Question

Two bodies A and B of equal mass are suspended from two separate massless springs of spring constant k₁ and k₂ respectively. If the bodies oscillate vertically such that their maximum velocities are equal, the ratio of the amplitude of A to that of B is

Options

• k₁/k₂

• \[\sqrt{k_1 / k_2}\]

• k₂/k₁

• _{\[\sqrt{k_2 / k_1}\]}

Answer 1

\[\sqrt{\frac{k_2}{k_1}}\]

Maximum velocity, v = Aω
where A is amplitude and ω is the angular frequency.

Further, ω =\[\sqrt{\frac{k}{m}}\]

Let A and B be the amplitudes of particles A and B respectively.

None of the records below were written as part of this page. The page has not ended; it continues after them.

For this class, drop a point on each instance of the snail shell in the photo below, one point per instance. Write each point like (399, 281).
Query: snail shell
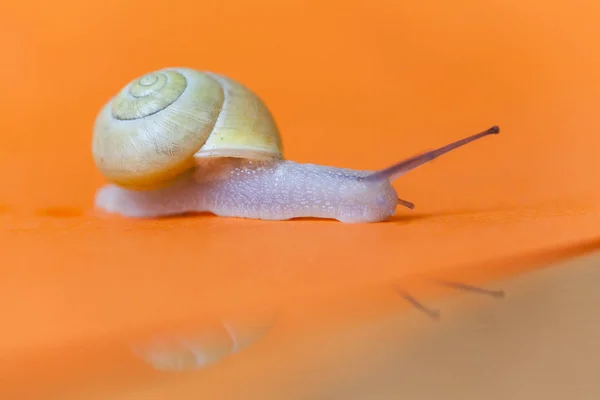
(206, 345)
(156, 127)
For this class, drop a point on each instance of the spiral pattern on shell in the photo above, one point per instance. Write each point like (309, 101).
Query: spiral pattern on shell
(156, 126)
(148, 95)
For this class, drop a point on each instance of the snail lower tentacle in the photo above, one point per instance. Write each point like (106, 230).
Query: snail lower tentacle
(267, 190)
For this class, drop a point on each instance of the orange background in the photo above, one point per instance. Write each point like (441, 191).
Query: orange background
(357, 84)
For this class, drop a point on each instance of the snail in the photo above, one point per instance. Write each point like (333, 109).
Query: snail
(178, 140)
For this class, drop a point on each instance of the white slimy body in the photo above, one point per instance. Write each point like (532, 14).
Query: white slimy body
(275, 190)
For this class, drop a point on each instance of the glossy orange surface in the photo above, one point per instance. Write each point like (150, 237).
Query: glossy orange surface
(352, 84)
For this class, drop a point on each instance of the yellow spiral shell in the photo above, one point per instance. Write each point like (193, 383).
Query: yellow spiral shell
(158, 124)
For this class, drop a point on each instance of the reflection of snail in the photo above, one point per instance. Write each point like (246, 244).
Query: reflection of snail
(203, 346)
(179, 140)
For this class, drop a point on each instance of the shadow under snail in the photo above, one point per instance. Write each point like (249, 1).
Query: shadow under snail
(177, 140)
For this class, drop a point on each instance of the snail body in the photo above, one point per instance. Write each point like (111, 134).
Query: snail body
(217, 149)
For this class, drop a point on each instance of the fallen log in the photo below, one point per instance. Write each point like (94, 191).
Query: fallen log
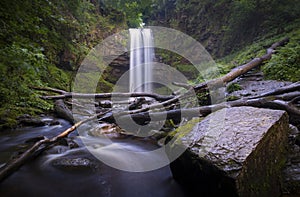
(240, 70)
(290, 88)
(142, 117)
(65, 95)
(16, 163)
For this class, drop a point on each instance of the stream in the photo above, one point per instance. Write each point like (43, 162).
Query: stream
(61, 171)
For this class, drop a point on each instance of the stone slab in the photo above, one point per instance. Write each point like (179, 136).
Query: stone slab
(237, 151)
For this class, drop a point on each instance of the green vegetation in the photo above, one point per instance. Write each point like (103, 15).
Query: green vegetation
(233, 87)
(284, 65)
(41, 43)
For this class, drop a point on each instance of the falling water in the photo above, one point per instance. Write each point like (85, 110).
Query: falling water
(141, 57)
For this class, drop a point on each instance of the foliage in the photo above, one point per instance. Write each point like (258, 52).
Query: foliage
(34, 36)
(133, 11)
(284, 65)
(232, 87)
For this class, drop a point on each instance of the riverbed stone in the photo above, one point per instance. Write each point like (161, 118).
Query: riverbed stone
(237, 151)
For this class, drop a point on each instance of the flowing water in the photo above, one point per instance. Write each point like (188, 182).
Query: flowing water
(61, 171)
(141, 58)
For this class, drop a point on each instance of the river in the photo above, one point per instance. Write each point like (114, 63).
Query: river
(44, 176)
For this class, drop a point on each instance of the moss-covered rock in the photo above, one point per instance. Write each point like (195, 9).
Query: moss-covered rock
(237, 151)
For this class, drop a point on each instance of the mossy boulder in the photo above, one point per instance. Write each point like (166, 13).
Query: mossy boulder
(237, 151)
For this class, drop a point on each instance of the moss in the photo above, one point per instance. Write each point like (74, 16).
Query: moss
(232, 98)
(232, 87)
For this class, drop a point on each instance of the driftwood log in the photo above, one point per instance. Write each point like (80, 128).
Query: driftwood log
(285, 98)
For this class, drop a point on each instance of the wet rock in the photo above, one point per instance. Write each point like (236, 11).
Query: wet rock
(256, 87)
(28, 120)
(237, 151)
(63, 111)
(291, 173)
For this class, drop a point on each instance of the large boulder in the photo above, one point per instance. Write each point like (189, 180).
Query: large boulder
(237, 151)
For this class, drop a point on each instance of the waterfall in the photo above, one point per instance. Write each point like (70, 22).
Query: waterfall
(141, 58)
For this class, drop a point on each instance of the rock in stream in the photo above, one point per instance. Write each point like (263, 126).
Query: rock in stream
(238, 151)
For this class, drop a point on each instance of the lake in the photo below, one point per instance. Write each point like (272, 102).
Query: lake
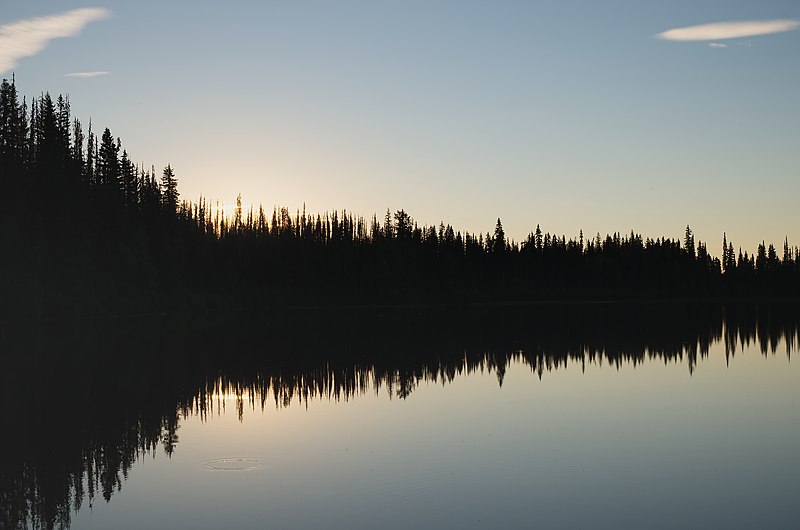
(605, 415)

As the maximum velocity of particles are equal,

\[i . e . v_A = v_B \]

\[\text { or }, \]

\[ A \omega_A = B \omega_B \]

\[ \Rightarrow A\sqrt{\frac{k_1}{m_A}} = B\sqrt{\frac{k_2}{m_B}}\]

\[ \Rightarrow A\sqrt{\frac{k_1}{m}} = B\sqrt{\frac{k_2}{m}} ( m_A = m_B = m)\]

\[ \Rightarrow \frac{A}{B} = \sqrt{\frac{k_2}{k_1}}\]